I rode Zehemoth across the Great Sea. An army of dragons took to the skies with my father in the lead on the back of Khazmuda. With the dragons flying as fast as they could go, it would take half a day to arrive outside the forest.

Hopefully that would be quick enough.

Wrath didn’t join me on the flight. Even if he had, I wouldn’t have been able to speak to him, not out loud with Zehemoth listening.

Where were you?

He wasn’t going to let this go, was he? “I was asleep.”

Don’t lie to me. I know how your mind feels when you’re asleep. You’re still present, just distant. You were absent.
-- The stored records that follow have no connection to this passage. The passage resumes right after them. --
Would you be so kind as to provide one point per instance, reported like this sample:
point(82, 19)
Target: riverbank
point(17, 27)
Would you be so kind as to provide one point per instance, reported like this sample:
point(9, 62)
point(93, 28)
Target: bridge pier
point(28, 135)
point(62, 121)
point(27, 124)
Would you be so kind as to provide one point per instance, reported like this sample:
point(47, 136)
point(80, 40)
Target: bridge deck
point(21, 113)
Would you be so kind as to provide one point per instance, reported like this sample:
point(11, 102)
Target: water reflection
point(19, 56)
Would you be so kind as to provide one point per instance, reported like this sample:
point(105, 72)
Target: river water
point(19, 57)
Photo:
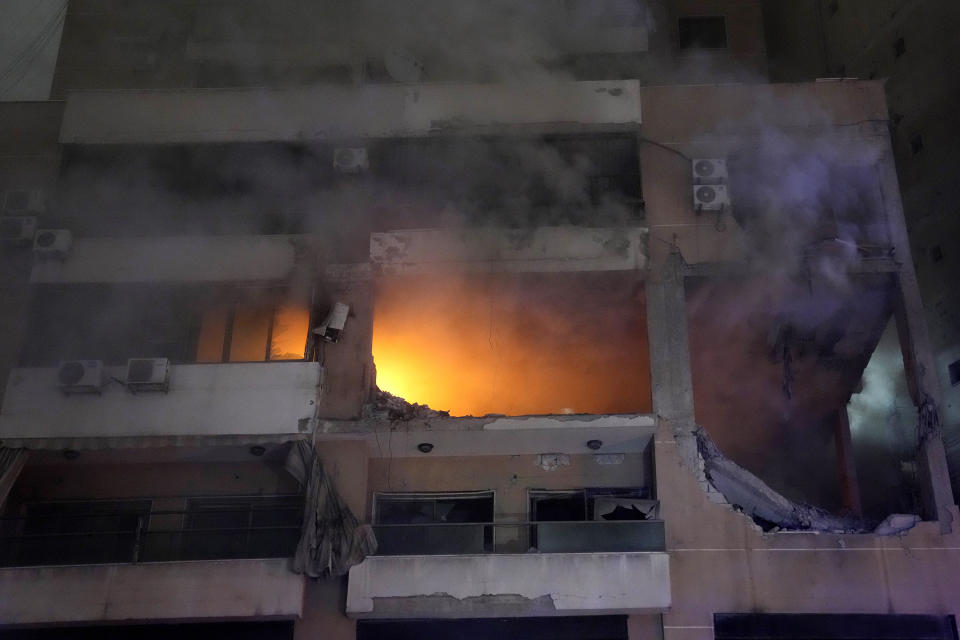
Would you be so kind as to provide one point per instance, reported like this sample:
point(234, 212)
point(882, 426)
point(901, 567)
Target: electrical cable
point(21, 65)
point(666, 147)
But where could you have gone to make your mind disappear, I do not know.

“It’s impossible for me to go that distance in the blink of an eye, Zehemoth.” I felt a pain in my chest at lying to him, but now wasn’t the time to tell him I was bedding the God of the Underworld. We were about to enter battle, a fight we wouldn’t be prepared for until we arrived. “We need to focus on what’s ahead of us right now.”

Zehemoth let the conversation drop, but I knew he would pick it up again at some point.Are you scared?

“Of course I am.” But you can’t be brave without being scared, right?

I wish I could enter the forest with you. But there are too many trees.

“I know.” It would be an easy fight if it were out in the open.

My father says we’ve been at peace a long time. I wonder who these people are. Where they come from. What they want.